Quote from Random.Capital:
And here's the proof that common sense is not so common.
It's a free bet - the cost to play is zero - they are by definition both excellent bets because the expectancy on both is an infinite multiple of the risk.
Yeah, but the question is, which is <i>better</i>. But good point.
Quote from sittingduck:
1- Four cards are dealt off the top of a well shuffled deck. You have a choice:
(a) To win $1 if the first card is a club, and the second a diamond, and the third is a heart, and the fourth is a spade, in this order.
(b) To win $1 if the four cards are of four different suits, in any order.
Which option is better? Or are they equivalent?

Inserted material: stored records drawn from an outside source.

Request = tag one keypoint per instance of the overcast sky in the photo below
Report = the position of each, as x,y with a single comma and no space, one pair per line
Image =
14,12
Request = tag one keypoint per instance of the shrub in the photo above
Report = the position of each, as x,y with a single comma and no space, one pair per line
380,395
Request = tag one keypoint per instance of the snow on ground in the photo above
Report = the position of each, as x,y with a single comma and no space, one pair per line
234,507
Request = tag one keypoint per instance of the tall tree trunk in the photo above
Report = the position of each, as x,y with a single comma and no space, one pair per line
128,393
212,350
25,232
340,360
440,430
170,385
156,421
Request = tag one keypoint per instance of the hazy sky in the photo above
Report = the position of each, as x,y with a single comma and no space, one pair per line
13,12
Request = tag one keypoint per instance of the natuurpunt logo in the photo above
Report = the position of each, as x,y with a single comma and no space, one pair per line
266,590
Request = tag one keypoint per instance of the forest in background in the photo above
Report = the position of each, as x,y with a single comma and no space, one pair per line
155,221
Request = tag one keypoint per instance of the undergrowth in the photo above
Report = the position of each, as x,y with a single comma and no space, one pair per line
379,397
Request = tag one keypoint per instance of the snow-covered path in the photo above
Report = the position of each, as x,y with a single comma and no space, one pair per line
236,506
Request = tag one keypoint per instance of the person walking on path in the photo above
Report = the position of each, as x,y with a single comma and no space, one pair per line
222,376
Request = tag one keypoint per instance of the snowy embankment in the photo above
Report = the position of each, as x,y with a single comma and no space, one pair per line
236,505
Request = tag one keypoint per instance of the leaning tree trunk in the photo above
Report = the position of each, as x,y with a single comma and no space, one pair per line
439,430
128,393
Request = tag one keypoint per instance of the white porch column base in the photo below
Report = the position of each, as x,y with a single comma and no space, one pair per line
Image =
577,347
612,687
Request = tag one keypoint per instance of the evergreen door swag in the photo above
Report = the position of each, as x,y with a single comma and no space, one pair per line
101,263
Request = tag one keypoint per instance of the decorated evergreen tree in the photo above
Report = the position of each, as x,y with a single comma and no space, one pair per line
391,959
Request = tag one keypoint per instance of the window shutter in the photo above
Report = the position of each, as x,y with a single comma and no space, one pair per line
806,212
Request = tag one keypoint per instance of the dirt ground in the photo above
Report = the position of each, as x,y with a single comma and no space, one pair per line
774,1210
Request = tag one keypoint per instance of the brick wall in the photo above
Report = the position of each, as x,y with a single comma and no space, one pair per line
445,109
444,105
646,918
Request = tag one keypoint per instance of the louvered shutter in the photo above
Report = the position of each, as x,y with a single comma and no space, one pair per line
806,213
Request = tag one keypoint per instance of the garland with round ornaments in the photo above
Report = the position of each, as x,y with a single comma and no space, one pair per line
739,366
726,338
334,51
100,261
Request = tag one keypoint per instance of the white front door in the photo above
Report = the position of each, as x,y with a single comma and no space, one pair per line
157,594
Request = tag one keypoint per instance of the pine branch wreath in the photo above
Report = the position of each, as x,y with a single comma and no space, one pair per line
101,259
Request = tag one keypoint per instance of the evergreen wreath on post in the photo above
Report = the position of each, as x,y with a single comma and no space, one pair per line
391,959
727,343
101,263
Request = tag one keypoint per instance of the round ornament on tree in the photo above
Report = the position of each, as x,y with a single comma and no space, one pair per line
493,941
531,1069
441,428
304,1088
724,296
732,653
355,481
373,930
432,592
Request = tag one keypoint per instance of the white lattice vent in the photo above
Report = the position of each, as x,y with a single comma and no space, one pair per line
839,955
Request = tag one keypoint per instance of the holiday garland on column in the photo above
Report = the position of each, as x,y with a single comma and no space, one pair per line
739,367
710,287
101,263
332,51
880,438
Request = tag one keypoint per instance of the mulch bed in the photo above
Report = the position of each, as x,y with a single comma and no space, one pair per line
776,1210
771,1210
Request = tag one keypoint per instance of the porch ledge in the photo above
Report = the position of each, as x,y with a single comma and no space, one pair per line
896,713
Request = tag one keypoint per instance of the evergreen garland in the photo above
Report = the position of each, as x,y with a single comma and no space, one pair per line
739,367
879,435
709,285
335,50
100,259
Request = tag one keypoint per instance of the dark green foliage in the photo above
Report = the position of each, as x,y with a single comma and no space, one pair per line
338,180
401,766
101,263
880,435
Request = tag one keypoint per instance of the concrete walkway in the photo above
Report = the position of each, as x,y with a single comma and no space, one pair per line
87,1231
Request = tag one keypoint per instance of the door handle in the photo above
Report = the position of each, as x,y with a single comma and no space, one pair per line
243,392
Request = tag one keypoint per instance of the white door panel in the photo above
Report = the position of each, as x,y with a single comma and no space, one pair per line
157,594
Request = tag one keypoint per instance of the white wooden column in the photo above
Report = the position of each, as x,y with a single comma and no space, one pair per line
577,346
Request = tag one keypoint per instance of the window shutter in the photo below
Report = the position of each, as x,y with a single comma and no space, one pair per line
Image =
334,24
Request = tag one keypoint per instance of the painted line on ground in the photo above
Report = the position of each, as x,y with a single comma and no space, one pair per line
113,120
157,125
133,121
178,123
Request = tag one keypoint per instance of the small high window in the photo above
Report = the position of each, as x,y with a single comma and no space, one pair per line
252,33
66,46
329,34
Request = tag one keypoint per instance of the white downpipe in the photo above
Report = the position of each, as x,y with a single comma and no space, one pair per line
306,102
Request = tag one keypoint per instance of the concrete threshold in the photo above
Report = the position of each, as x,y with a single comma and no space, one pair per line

Justify by showing what is the probability in each case.
(a)
Card #1 = 13/52 chance
Card #2 = 13/51 chance
Card #3 = 13/50 chance
Card #4 = 13/49 chance
(b)
Card #1 = 52/52 chance
Card #2 = 39/51 chance
Card #3 = 26/50 chance
Card #4 = 13/49 chance
I'd say B looks easier
Quote from Random.Capital:
And here's the proof that common sense is not so common.
It's a free bet - the cost to play is zero - they are by definition both excellent bets because the expectancy on both is an infinite multiple of the risk.
That's the best answer I have seen!
Commonsensical all the way.
B is the best probability of prevailing.